We’ve looked at the history of the expression time immemorial here on HH before: what we now used to mean ‘time beyond memory’ began life as a legal term in mediaeval England referring to anything that happened before the coronation of Richard I on 6 July 1189.

Immemorial is an example of a so-called ‘fossilized’ word: a word that survives in a language only in one stock phrase or expression. The ‘shrift’ of short shrift is another example, as is the ‘lurch’ of left in the lurch.

It’s fair to say that words like these are often hiding in plain sight: the phrases they appear in are so familiar that the obscurity of the word or words they contain slips by unnoticed. So you might not know what a caboodle is (it’s actually an alteration of boedel, an Old Dutch word for a person’s belongings), but you’ll know precisely what someone means when they talk about the whole kit and caboodle. You might not know that a pale is a wooden picket fence, but if someone or something is beyond the pale you’ll know it’s outside the accepted standards. And if we agree to let bygones be bygones, we let go of earlier contentious issues or disagreements. But what exactly is a bygone?
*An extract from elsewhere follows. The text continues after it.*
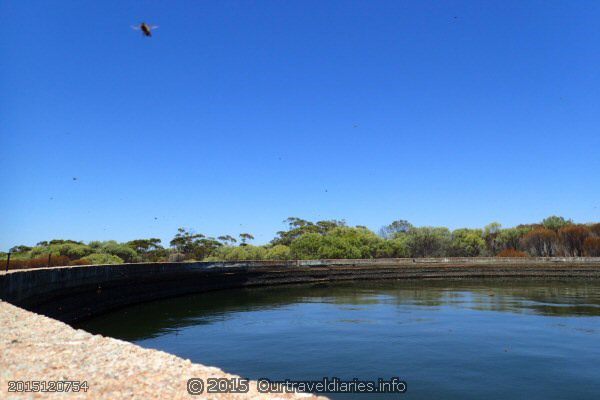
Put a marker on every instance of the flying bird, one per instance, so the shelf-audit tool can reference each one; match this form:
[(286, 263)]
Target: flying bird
[(145, 28)]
Back in the fifteenth century, bygone was an adjective rather than a noun, essentially meaning ‘former’, ‘elapsed’, or ‘that has gone by’; Shakespeare spoke of “the by-gone-day” in A Winter’s Tale in 1611.


From there, the word came to describe anything dead or departed, and later obsolete or anachronistic; Dickens spoke of “the byegone old Assembly Rooms” in a letter dated 1869.


But for bygones to be plural, it has to be a noun. So when did that happen? Well, based on the original meaning of the word, back in the mid sixteenth century bygone came to be used not only to describe something that has gone by or expired, but as a placeholder name for the aged thing itself. Soon everything from overdue payments and financial arrears to criminals’ previous convictions were being labelled bygones, before what we might call the modern meaning of the word—that is, any past incident or event—began to emerge in the mid-1600s.


According to the Oxford English Dictionary, the earliest record of the phrase bygones be bygones dates from 1648.